# pystore

**Repository Path**: mirrors_ranaroussi/pystore

## Basic Information

- **Project Name**: pystore
- **Description**: Fast data store for Pandas time-series data
- **Primary Language**: Unknown
- **License**: Apache-2.0
- **Default Branch**: main
- **Homepage**: None
- **GVP Project**: No

## Statistics

- **Stars**: 0
- **Forks**: 0
- **Created**: 2022-01-07
- **Last Updated**: 2025-12-07

## Categories & Tags

**Categories**: Uncategorized

**Tags**: None

## README

PyStore - Fast data store for Pandas timeseries data
====================================================

.. image:: https://img.shields.io/badge/python-3.8+-blue.svg?style=flat
    :target: https://pypi.python.org/pypi/pystore
    :alt: Python version

.. image:: https://img.shields.io/pypi/v/pystore.svg?maxAge=60
    :target: https://pypi.python.org/pypi/pystore
    :alt: PyPi version

.. image:: https://img.shields.io/pypi/status/pystore.svg?maxAge=60
    :target: https://pypi.python.org/pypi/pystore
    :alt: PyPi status

.. image:: https://www.codefactor.io/repository/github/ranaroussi/pystore/badge
    :target: https://www.codefactor.io/repository/github/ranaroussi/pystore
    :alt: CodeFactor

.. image:: https://img.shields.io/github/stars/ranaroussi/pystore.svg?style=social&label=Star&maxAge=60
    :target: https://github.com/ranaroussi/pystore
    :alt: Star this repo

.. image:: https://img.shields.io/twitter/follow/aroussi.svg?style=social&label=Follow&maxAge=60
    :target: https://x.com/aroussi
    :alt: Follow me on X/Twitter

\


`PyStore <https://github.com/ranaroussi/pystore>`_ is a simple (yet powerful) datastore for Pandas dataframes, and while it can store any Pandas object, **it was designed with storing timeseries data in mind**.
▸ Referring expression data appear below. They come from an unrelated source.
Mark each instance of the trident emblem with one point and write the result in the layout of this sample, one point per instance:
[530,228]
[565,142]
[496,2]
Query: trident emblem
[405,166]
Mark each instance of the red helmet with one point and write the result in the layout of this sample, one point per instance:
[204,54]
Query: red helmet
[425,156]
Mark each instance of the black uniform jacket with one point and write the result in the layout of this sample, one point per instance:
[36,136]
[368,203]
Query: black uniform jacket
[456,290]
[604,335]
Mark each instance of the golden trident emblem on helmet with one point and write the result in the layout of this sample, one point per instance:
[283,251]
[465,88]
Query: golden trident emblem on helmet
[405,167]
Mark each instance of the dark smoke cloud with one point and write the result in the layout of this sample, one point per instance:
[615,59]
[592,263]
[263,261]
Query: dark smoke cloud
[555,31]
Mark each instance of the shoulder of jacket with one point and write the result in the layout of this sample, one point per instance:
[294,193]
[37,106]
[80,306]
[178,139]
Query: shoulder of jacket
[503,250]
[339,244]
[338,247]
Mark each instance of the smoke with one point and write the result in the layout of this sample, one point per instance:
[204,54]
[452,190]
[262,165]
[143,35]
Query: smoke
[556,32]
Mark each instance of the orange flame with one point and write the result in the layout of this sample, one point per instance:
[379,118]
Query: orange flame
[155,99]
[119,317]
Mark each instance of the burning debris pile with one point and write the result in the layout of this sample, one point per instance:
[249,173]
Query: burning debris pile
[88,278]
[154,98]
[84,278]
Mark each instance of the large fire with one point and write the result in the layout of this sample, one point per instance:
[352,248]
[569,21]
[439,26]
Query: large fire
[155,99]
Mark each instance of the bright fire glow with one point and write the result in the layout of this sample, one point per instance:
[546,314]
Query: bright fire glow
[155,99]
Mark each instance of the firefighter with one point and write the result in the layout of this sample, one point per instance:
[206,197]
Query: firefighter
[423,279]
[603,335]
It's built on top of `Pandas <http://pandas.pydata.org>`_, `Numpy <http://numpy.pydata.org>`_, `Dask <http://dask.pydata.org>`_, and `Parquet <http://parquet.apache.org>`_ (via `pyarrow <https://github.com/apache/arrow>`_), to provide an easy to use datastore for Python developers that can easily query millions of rows per second per client.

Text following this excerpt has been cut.